The American School System Has A Lot To Learn

A typical Norwegian public school classroom. These students are in Barneskole.

A typical Norwegian public school classroom. These students are in Barneskole.

Lindsey Ingrey

It used to be that having straight-A’s was an exceptional achievement, but today, an A-average is touted as the norm. A 2016 College Board report found that since 1998, the number of SAT-takers with an A average has risen from 39 percent to 47 percent, though the average scores themselves have declined. Because standards are sky-high, students often feel inadequate and this can lead to a poor self-image and unrealistic ideas of success. These feelings begin in middle school, where competition among classmates begins in earnest and continues on into high school and college. A 2017 American Psychological Association study found that 61% of college students seeking an appointment with a counselor reported feelings of anxiety. Take this with the national mean student-to-counselor ratio of 1,737:1 and there is a huge gap between the students who need help and those who are qualified to give it.

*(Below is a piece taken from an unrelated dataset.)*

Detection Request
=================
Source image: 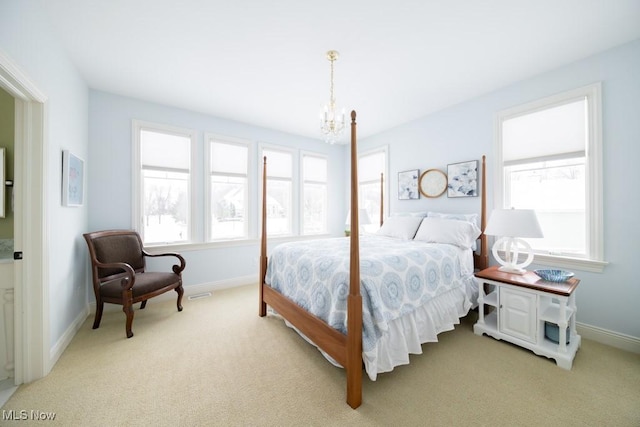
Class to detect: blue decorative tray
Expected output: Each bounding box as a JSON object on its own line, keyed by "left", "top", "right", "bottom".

Stress comes from many places, from parents, friends, and school to name a few. An NYU study found that 49% of high school students felt a great deal of stress each day.

At what point does the stress from school outweigh the expectation to perform? Itis common for high achieving students to “burn out” and stop caring about their grades. American school systems should place focus on the process and value of learning instead of facts and general knowledge as these pieces of information will be relatively useless in the workforce. About 95% of what students learn in school they do not remember. It is common practice to memorize basic information for the test and then to forget it. If students love to learn and have developed strong work ethics, they are more likely to succeed. In order to reform the American school system, both schools and the government should look to countries like Norway. In Norway, the education system is made up of primary school (Barneskole), lower secondary school (Ungdomsskole), and upper secondary school (Videregående skole). School is compulsory for students between the ages of 6 and 16, and there is an optional daycare for children ages 1 to 5. Barneskole corresponds to grades 1-7 in the American system. However, students in Barneskole receive no official grades from their teachers. This lowers the stress placed on the students and their development as learners and encourages curiosity. After attending Barneskole, Norwegian children continue their education at Ungdomsskole (Grades 8-10 in America). Here they are graded and have to maintain good grades to get into a good upper secondary school or the Videregående skole. Videregående Skole requires three years of optional schooling, though most Norwegian students will enroll to be competitive on the job market. Private Videregående skole are illegal unless they have a religious or pedagogic association. This makes further schooling an option for all Norwegian students, regardless of their incomes. This year, Norway was ranked ninth by the Organisation for Economic Co-operation and Development (OECD) for having one of the best education systems, and consistently placed in the top ten, while the US placed fourteenth.

Clearly, having a system of education based on learning and individual growth of countries like Norway has the potential to outperform the competitive and stress-inducing education system of the United States. In order to achieve better individual and national results, the US should consider serious educational reforms.